Worker分为TaskMaster, Container, Processor三层:
分为TaskMaster, Container, Processor三层:
- TaskMaster:类似于yarn的AppMaster,支持可扩展的分布式执行框架,进行整个jobInstance的生命周期管理、container的资源管理,同时还有failover等能力。默认实现StandaloneTaskMaster(单机执行),BroadcastTaskMaster(广播执行),MapTaskMaster(并行计算、内存网格、网格计算),MapReduceTaskMaster(并行计算、内存网格、网格计算)。
- Container:执行业务逻辑的容器框架,支持线程/进程/docker/actor等。

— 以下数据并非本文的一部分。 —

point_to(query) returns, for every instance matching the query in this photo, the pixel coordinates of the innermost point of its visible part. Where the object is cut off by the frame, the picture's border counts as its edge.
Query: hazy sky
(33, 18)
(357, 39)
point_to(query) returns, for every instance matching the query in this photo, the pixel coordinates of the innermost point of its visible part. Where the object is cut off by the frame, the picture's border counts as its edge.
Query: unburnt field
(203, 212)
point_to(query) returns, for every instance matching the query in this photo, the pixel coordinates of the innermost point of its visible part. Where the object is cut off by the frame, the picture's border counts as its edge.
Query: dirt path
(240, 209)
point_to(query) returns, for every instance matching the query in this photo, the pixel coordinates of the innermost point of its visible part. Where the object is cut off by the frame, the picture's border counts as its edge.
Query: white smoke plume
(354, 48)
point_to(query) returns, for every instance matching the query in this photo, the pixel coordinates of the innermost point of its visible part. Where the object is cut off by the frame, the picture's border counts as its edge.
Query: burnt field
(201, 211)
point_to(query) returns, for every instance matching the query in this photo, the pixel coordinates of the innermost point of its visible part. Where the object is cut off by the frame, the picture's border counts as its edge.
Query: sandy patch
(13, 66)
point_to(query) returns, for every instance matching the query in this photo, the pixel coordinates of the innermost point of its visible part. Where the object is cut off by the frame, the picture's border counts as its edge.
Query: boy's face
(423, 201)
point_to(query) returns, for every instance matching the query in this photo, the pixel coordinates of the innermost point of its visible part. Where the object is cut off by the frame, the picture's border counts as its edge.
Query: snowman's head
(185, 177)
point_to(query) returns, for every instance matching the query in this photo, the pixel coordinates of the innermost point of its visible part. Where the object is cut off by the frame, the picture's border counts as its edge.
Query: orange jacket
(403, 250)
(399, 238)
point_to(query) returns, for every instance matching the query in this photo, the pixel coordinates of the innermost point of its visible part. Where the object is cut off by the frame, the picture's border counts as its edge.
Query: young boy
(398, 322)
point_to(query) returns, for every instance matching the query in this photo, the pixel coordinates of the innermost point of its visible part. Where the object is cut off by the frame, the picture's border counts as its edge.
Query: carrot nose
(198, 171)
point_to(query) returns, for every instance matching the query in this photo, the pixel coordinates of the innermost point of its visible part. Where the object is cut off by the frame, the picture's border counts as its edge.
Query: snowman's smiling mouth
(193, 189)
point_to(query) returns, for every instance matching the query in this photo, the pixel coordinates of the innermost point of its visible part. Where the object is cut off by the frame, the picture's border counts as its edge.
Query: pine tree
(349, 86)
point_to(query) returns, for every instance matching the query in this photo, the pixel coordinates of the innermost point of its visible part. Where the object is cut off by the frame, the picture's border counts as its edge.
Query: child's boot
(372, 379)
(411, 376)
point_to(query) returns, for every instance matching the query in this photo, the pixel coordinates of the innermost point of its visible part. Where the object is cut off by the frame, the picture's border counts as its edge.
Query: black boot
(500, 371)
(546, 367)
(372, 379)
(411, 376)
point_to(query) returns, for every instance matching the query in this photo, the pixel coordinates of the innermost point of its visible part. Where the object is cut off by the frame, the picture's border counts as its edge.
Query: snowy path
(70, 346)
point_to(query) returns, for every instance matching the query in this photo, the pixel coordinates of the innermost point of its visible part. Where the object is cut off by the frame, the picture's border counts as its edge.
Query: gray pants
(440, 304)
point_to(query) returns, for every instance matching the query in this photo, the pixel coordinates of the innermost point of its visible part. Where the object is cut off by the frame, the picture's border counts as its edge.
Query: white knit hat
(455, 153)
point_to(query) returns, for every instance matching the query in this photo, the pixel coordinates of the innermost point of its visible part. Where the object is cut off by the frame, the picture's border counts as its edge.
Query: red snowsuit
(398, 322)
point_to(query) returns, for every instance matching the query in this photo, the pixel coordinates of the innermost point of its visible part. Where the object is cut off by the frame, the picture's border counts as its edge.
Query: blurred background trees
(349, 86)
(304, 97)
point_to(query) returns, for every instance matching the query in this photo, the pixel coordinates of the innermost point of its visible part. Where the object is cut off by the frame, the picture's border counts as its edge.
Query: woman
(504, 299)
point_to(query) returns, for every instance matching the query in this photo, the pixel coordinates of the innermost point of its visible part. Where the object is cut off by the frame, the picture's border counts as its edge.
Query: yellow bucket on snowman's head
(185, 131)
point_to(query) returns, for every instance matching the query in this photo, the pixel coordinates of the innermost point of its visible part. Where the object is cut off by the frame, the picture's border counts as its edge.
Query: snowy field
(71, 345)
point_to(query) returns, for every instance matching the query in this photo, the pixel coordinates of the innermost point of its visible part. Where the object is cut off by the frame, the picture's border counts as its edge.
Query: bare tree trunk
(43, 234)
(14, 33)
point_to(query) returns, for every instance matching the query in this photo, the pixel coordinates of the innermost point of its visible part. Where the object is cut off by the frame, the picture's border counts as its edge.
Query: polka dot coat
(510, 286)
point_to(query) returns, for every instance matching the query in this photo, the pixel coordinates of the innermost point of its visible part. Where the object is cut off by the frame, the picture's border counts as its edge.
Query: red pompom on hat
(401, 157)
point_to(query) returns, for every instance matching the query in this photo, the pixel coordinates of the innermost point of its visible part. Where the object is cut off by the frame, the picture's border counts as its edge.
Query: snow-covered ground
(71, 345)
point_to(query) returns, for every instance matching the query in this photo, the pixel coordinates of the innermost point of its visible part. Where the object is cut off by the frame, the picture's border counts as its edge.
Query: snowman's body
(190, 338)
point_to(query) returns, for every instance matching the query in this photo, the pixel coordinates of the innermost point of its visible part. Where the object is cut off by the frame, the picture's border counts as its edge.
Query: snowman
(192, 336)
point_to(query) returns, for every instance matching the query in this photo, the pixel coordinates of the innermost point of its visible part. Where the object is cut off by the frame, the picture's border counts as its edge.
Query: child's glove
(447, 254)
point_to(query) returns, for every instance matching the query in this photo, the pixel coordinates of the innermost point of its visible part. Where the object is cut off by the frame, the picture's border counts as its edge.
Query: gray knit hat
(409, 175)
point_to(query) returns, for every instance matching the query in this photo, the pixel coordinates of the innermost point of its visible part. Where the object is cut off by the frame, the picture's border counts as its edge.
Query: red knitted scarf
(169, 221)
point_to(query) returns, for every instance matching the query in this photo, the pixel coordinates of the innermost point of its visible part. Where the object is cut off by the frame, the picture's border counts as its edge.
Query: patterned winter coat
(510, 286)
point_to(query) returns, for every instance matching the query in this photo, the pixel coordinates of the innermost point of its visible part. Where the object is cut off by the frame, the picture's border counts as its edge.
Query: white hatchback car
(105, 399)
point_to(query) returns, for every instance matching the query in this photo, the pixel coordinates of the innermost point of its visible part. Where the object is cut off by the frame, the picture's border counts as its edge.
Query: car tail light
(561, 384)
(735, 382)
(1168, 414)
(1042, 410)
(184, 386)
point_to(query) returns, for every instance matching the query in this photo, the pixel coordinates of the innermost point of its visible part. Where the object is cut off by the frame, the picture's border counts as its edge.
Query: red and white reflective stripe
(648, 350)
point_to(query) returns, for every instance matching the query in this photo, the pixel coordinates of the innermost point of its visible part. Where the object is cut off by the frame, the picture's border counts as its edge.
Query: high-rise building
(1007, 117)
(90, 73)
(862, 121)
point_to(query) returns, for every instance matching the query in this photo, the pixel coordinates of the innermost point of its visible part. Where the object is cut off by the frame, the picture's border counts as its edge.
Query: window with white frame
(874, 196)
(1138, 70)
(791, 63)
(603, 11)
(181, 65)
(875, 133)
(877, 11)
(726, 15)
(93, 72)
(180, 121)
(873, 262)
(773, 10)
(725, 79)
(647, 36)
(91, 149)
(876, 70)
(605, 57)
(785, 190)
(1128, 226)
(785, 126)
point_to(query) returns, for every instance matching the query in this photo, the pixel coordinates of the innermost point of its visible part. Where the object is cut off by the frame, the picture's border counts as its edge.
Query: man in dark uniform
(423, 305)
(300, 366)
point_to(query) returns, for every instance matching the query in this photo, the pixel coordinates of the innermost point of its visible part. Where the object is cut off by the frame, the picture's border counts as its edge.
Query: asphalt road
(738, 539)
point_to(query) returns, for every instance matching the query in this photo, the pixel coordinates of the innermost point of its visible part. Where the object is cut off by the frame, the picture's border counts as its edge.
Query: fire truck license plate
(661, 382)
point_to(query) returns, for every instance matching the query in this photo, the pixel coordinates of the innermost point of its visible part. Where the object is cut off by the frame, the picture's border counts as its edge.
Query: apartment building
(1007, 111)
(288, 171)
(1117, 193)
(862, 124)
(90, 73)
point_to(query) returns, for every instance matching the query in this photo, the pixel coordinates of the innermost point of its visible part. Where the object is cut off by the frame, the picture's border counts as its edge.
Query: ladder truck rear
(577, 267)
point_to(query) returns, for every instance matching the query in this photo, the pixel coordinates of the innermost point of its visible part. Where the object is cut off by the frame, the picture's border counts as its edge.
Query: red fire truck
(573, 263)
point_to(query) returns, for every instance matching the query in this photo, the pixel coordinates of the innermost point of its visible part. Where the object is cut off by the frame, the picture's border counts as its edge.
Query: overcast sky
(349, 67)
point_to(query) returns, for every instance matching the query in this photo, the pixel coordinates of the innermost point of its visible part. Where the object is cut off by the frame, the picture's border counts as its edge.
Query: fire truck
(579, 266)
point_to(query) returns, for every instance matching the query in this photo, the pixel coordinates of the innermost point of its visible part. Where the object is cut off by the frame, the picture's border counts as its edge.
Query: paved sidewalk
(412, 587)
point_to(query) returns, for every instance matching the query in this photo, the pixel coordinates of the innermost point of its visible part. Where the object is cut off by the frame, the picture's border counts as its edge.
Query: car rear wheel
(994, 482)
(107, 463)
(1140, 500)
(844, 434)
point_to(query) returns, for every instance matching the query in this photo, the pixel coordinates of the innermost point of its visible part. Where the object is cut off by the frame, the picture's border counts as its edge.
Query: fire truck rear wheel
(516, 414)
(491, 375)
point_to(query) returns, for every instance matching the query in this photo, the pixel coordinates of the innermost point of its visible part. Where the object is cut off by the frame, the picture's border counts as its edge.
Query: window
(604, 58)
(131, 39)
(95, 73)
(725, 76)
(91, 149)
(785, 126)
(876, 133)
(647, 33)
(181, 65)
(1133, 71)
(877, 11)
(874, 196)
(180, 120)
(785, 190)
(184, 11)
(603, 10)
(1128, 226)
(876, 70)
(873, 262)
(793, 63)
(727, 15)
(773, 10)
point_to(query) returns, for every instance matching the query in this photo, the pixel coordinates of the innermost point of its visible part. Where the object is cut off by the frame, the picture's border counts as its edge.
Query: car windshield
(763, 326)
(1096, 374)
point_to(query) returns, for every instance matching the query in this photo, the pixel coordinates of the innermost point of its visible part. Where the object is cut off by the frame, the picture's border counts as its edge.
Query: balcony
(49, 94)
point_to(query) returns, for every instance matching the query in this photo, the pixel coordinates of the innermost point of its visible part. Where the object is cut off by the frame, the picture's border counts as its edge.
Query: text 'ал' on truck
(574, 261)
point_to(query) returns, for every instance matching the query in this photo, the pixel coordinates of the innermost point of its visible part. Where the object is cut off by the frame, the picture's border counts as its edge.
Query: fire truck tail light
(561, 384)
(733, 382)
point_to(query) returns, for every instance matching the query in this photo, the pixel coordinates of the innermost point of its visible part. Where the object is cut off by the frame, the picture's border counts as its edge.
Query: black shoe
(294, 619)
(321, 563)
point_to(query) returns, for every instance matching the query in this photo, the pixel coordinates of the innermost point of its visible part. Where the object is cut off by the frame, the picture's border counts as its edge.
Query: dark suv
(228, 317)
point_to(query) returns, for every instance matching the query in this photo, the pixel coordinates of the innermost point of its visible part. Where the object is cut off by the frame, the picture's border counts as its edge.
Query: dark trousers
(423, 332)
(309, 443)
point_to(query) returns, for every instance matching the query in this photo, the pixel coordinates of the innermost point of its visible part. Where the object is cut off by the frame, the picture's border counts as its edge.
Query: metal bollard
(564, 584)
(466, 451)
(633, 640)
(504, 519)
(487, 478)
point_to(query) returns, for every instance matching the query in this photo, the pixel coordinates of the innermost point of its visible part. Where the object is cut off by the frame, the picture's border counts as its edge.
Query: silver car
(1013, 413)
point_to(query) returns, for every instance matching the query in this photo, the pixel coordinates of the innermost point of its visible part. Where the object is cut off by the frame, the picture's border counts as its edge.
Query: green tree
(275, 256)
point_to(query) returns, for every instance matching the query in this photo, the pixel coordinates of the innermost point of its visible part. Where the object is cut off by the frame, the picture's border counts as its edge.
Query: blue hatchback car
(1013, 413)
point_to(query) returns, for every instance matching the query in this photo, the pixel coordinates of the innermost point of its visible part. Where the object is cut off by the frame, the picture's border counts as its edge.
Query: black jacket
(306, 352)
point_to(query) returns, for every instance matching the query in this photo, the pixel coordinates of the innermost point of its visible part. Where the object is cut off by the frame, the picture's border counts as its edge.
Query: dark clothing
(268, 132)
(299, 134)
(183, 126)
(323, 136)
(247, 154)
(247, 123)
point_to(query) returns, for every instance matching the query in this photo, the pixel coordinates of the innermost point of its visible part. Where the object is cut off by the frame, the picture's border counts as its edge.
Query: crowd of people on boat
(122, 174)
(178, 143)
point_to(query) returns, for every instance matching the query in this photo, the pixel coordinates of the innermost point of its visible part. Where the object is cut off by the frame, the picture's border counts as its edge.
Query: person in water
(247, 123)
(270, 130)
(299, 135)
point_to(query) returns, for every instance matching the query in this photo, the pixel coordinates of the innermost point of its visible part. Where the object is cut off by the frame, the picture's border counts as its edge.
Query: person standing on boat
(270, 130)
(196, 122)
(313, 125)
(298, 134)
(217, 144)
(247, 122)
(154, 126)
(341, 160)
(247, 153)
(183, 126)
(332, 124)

- Processor:业务逻辑框架,不同的processor表示不同的任务类型。
三、任务执行流程-worker部分
Server触发任务调度执行,提交任务给Worker,Worker通过JobInstanceActor接收Server提交的任务:
public class JobInstanceActor extends UntypedActor {
private TaskMasterPool masterPool;
private LogCollector logCollector;
private static final Logger LOGGER = LogFactory.getLogger(JobInstanceActor.class);
public JobInstanceActor() {
this.masterPool = TaskMasterPool.INSTANCE;
this.logCollector = LogCollectorFactory.get();
}
public void onReceive(Object obj) throws Throwable {
if (obj instanceof ServerSubmitJobInstanceRequest) {
this.handleSubmitJobInstance((ServerSubmitJobInstanceRequest)obj);
} else if (obj instanceof ServerKillJobInstanceRequest) {
this.handleKillJobInstance((ServerKillJobInstanceRequest)obj);
} else if (obj instanceof ServerRetryTasksRequest) {
this.handleRetryTasks((ServerRetryTasksRequest)obj);
} else if (obj instanceof ServerKillTaskRequest) {
this.handleKillTask((ServerKillTaskRequest)obj);
} else if (obj instanceof ServerCheckTaskMasterRequest) {
this.handCheckTaskMaster((ServerCheckTaskMasterRequest)obj);
} else if (obj instanceof MasterNotifyWorkerPullRequest) {
this.handleInitPull((MasterNotifyWorkerPullRequest)obj);
} else if (obj instanceof ServerThreadDumpRequest) {
this.handleThreadDump((ServerThreadDumpRequest)obj);
} else if (obj instanceof ServerPushLogConfigRequest) {
this.handlePushLogConfig((ServerPushLogConfigRequest)obj);
}
}
其中,任务执行的消息类是ServerSubmitJobInstanceRequest,Worker在接收到消息时,会交给函数handleSubmitJobInstance来处理:
private void handleSubmitJobInstance(ServerSubmitJobInstanceRequest request) {
ServerSubmitJobInstanceResponse response = null;
//任务正在执行中,直接返回
if (this.masterPool.contains(request.getJobInstanceId())) {
this.logCollector.collect(IdUtil.getUniqueIdWithoutTask(request.getJobId(), request.getJobInstanceId()), ClientLoggerMessage.appendMessage("server trigger client fail.", new String[]{errMsg}));
response = ServerSubmitJobInstanceResponse.newBuilder().setSuccess(false).setMessage(errMsg).build();
this.getSender().tell(response, this.getSelf());
} else {
response = ServerSubmitJobInstanceResponse.newBuilder().setSuccess(true).build();
this.getSender().tell(response, this.getSelf());
try {
JobInstanceInfo jobInstanceInfo = this.convet2JobInstanceInfo(request);
//根据任务的类型,创建TaskMaster对象
TaskMaster taskMaster = TaskMasterFactory.create(jobInstanceInfo, this.getContext());
this.masterPool.put(jobInstanceInfo.getJobInstanceId(), taskMaster);
//提交任务执行
taskMaster.submitInstance(jobInstanceInfo);
......
} catch (Throwable var5) {
......
}
}
}
handleSubmitJobInstance中会创建一个TaskMaster对象来执行任务,TaskMaster是一个抽象类,它有几个继承类,对应几个分布式任务的编程模型,本文以Map类型的任务为例子,说明任务执行流程。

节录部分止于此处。